Personal information
- Born: Zhanna Sarshaeva April 29, 1993 (age 33) Astrakhan Oblast, Russia

Sport
- Sport: Draughts
- Team: Russia

Medal record
Representing Russia
Draughts
World Draughts-64 championships
| Gold medal – first place | St.Petersburg 2013 | Russian draughts |
| Gold medal – first place | St.Petersburg 2017 | Russian draughts |
| Silver medal – second place | St.Petersburg 2007 | Brazilian draughts |
| Silver medal – second place | St.Petersburg 2011 | Russian draughts |
| Silver medal – second place | St.Petersburg 2017 | Russian draughts |
| Silver medal – second place | Nizhnevartovsk 2018 | Russian draughts |
European Draughts-64 championships
| Gold medal – first place | St.Petersburg 2014 | Russian draughts |
| Gold medal – first place | Tbilisi 2016 | Russian draughts |

= Zhanna Bupeeva =

Russian draughts player

Zhanna Bupeeva (Жанна Бупеева (Саршаева); born April 29, 1993, in settlement Wolodarski in Astrakhan Oblast, Russia) is a Russian player in the Russian and Brazilian draughts.

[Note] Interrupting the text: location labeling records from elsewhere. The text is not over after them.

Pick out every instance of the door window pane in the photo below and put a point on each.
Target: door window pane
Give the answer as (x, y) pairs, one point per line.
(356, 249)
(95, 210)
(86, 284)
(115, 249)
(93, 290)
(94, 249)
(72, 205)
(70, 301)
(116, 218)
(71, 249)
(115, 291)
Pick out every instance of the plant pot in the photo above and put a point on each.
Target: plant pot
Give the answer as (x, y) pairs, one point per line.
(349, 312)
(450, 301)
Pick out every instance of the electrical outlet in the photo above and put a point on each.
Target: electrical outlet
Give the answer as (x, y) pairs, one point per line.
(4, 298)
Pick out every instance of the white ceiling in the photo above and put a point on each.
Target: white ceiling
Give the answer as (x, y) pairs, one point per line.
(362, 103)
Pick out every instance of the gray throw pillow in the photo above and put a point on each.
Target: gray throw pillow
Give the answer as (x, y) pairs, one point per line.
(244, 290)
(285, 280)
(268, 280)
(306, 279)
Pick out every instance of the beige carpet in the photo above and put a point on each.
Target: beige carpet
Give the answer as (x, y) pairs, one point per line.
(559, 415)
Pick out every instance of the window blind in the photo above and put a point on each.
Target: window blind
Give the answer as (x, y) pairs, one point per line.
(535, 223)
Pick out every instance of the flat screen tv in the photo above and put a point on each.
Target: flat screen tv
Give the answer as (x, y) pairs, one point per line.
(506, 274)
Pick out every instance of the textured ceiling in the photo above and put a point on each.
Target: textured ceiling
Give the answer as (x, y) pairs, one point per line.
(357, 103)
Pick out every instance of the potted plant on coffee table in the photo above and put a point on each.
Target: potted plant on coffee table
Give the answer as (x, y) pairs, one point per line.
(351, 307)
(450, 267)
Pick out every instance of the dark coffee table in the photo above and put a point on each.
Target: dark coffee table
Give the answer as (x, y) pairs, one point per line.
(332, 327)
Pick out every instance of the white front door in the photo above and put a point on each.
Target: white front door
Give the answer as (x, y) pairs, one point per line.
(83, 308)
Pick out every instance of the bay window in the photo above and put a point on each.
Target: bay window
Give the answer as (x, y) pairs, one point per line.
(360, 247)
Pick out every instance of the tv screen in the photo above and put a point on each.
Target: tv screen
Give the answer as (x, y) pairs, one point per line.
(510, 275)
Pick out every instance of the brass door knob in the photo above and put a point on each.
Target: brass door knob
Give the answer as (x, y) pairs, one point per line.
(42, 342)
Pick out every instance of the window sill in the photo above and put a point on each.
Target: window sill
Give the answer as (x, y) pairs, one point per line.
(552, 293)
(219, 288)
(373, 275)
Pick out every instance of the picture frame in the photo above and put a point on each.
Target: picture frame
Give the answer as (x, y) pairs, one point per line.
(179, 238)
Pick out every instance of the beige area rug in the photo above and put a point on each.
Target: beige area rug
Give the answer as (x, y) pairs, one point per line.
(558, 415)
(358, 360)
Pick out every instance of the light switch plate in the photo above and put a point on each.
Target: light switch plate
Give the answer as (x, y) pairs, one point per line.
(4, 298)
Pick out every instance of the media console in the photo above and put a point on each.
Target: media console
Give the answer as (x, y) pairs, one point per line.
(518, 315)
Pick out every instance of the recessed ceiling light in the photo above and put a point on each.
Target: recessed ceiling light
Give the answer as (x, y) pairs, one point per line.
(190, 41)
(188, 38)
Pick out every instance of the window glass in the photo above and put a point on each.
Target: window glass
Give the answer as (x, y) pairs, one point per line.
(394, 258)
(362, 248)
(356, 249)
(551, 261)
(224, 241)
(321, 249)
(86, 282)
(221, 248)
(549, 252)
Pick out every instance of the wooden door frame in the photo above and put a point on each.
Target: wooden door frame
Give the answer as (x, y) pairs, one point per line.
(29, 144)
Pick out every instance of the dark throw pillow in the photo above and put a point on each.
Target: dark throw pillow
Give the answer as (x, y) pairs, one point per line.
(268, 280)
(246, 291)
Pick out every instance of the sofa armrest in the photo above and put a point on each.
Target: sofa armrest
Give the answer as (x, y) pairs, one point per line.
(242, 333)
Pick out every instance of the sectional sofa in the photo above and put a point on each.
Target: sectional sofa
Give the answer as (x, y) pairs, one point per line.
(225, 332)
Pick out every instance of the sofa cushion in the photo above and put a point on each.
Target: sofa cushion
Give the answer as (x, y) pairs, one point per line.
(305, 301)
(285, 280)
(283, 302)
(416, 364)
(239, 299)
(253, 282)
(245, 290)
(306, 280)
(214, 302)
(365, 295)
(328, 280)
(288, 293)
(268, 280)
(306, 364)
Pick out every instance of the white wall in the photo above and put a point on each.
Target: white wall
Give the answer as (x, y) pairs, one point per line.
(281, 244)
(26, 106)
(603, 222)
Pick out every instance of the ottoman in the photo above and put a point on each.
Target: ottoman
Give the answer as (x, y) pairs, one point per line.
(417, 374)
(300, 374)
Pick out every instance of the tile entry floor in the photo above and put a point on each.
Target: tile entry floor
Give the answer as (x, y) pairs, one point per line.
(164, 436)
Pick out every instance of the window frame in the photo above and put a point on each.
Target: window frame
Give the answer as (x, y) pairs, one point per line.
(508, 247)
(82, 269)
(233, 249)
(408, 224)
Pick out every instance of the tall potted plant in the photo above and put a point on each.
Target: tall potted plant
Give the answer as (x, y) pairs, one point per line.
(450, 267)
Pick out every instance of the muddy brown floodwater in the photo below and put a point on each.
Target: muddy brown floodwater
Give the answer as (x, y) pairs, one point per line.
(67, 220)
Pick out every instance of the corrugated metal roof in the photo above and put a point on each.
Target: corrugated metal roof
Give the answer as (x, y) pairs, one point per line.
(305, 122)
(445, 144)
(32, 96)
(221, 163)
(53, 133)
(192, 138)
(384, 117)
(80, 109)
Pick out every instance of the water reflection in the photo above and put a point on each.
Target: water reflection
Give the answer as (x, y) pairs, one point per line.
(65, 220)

She was world champion in Russian draughts 2013 and 2017, took second place in 2007 (Brazilian draughts), 2011, 2015 and 2018, European champion in Russian draughts 2014 and 2016. Many times champion of Russia. Zhanna Bupeeva is Women's International grandmaster (GMIF) since 2008.

She graduated Astrakhan State Technical University in 2015 and is studying at Lesgaft National State University of Physical Education, Sport and Health.